WL#2197: Multi-source: Diamond replication

Affects: Server-7.1   —   Status: Assigned

REQUIREMENT
Possible to replicate in any directed acyclic graph 
configuration (e.g. A->B, A->C, B->D, C->D) without having multiple 
applications of the same binlog entry.  This should also work for a 
configuration like (A->B, B->C, B->D, C->E, D->E).

IMPLEMENTATION
1. Add an identifier, UID, to binlog events.  If a binlog 
   entry arrives at any server that has a current UID larger 
   than the entry UID, then this entry will be discarded.
   Room for the id already exists in the 5.0 binlog format.  

   The id may either use UUID (exists in 4.1), or be a 
   combination of 
     server_id+thread_id + 
     timestamp+a_per_thread_counter(thd->query_id for example);
   in the latter case, note that we already have 
     server_id+thread_id+timestamp 
   in the current binlog since 4.0, so it's just adding a 
   per_thread_counter.
   TIME LEFT: 40 hrs

2. Optionally, care about minimizing the network traffic. 
   Example: M1->M2->M3->M1. 

   Currently an event is created on M1, is replicated to M2, 
   then to M3, then is sent to M1 and M1 says "it's mine I 
   discard it". It would be better if M3 did 
   not send it to M1. 

   In my example this does not bring much, but when we have 
   multimaster we will have configs with a lot 
   of connections between machines (a star for example, or a grid). 

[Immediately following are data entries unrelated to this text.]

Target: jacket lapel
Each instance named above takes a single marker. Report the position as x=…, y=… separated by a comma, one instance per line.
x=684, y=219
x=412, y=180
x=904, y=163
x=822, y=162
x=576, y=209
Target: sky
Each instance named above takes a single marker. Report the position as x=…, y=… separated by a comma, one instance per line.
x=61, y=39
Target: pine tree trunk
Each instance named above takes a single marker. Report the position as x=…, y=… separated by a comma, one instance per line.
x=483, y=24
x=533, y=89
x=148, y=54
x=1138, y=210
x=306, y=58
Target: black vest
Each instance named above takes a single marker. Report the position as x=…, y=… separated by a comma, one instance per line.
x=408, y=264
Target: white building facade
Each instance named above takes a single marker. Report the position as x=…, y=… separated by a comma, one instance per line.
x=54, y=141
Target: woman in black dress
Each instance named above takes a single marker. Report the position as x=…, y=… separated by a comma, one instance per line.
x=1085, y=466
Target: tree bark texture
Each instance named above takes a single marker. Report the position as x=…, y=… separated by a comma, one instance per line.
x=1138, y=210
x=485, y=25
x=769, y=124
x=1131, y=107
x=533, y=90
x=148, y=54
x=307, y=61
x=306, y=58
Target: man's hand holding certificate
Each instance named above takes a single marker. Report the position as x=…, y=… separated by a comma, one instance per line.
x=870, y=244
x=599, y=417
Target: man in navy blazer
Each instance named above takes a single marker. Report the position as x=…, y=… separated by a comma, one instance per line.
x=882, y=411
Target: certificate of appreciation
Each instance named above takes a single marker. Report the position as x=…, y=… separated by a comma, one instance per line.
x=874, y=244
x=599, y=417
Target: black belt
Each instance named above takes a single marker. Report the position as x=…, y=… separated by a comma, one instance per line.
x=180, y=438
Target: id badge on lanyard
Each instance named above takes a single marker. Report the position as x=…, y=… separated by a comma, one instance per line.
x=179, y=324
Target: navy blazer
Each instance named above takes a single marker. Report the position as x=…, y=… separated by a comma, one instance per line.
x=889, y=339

   We may want to avoid, as much as we can, useless network traffic. 
   Remember we had a prospect question for 1000 machines 
   replicating each other. 

   I thought of storing in the event the last part of the route 
   (the server ids of the last X machines this event went through; 
   this would be stored in the manner of a circular buffer). 
   Don't know if it would help much. To be thought about.